Remember That Three Quarters Of The Oil That Has Disappeared?

Yeah, it turns out that study the White House put out there wasn’t exactly peer-reviewed. Human Events has the story

Met with much skepticism nationwide, the White House touted a National Oceanic and Atmospheric Administration (NOAA) report out the first week of August stating nearly three-quarters of oil spilled into the Gulf of Mexico by BP had been cleaned up or dispersed.

One NOAA scientist told Congressional investigators yesterday that the White House released the report — not NOAA — and the report was not peer reviewed as the administration claimed.

According to a release by Rep. Darrell Issa (R-Calif.), top Republican on the House Oversight and Government Reform Committee, a NOAA scientist, Dr. Bill Lehr, yesterday told a group of Congressional staff investigators on a conference call that a NOAA report claiming that nearly three-quarters of the oil from the Gulf oil spill has already been addressed was released by White House officials and not scientists at NOAA. The NOAA scientist told congressional investigators that the data backing up the assertions made in the report is still unavailable and that peer review of the report is still not complete. Officials at an August 4 White House press briefing had said that the report had been thoroughly peer reviewed.

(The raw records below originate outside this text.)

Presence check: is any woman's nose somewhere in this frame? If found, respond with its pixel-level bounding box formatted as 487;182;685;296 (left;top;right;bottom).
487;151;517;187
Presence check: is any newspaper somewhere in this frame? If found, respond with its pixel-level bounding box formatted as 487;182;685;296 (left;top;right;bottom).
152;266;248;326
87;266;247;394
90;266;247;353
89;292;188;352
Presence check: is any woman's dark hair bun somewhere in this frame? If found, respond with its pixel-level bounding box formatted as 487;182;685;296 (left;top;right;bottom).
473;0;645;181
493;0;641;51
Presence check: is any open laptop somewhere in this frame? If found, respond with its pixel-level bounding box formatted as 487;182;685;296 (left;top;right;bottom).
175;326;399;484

“This is yet another in a long line of examples where the White House’s pre-occupation with the public relations of the oil spill has superseded the realities on the ground. It is deeply troubling that White House officials apparently preempted the completion and review of a scientific study on the oil spill by NOAA scientists in order to tout conclusions that many experts believe may be deeply flawed,” Issa said.

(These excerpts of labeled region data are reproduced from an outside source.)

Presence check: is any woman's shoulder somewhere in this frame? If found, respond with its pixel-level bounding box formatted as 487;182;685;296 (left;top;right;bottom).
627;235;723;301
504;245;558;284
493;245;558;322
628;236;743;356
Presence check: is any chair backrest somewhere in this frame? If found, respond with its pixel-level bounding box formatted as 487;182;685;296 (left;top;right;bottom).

It’s not a particular surprise that we would get propaganda from the federal government. After all, that study was used to generate a media narrative that the spill wasn’t so bad after all (which remains true to an extent, but only because of the irresponsible prior media narrative that it would eventually soil every beach on the Atlantic and coat the Gulf a foot thick with oil) and thus the Obama administration’s response to it wasn’t so bad. Even the Times-Picayune bought into that one earlier this week with an inexplicable piece touting Obama’s spill response.

Except while there are lots of areas within the state where fisheries are not ruined by the spill – and Louisiana shrimp are perfectly fine to eat if they make it to market, there’s still a whole lot of oil out there. And while we’re all grateful that the threat from BP’s oil is gradually receding now that the well has been capped for a month, the effort to push the spill off the front page by use of the same kinds of BS studies and propaganda that have accompanied much of the rest of the administration’s agenda and self-description is becoming a threat in and of itself.

Already the economic effects of the moratorium are beginning to hit like a hurricane in South Louisiana, with no relief in sight, and already the handoff to Kenneth Feinberg’s office of BP’s claims process has caused a bottleneck for those affected by the spill. But the narrative that things weren’t so bad, that Obama did fine, that the Gulf is unaffected is the one which has prevailed at long last.

Would that were true. It’s what we all wish were truth. But it lacks basis in reality. And it undermines the credibility of those who require it to function.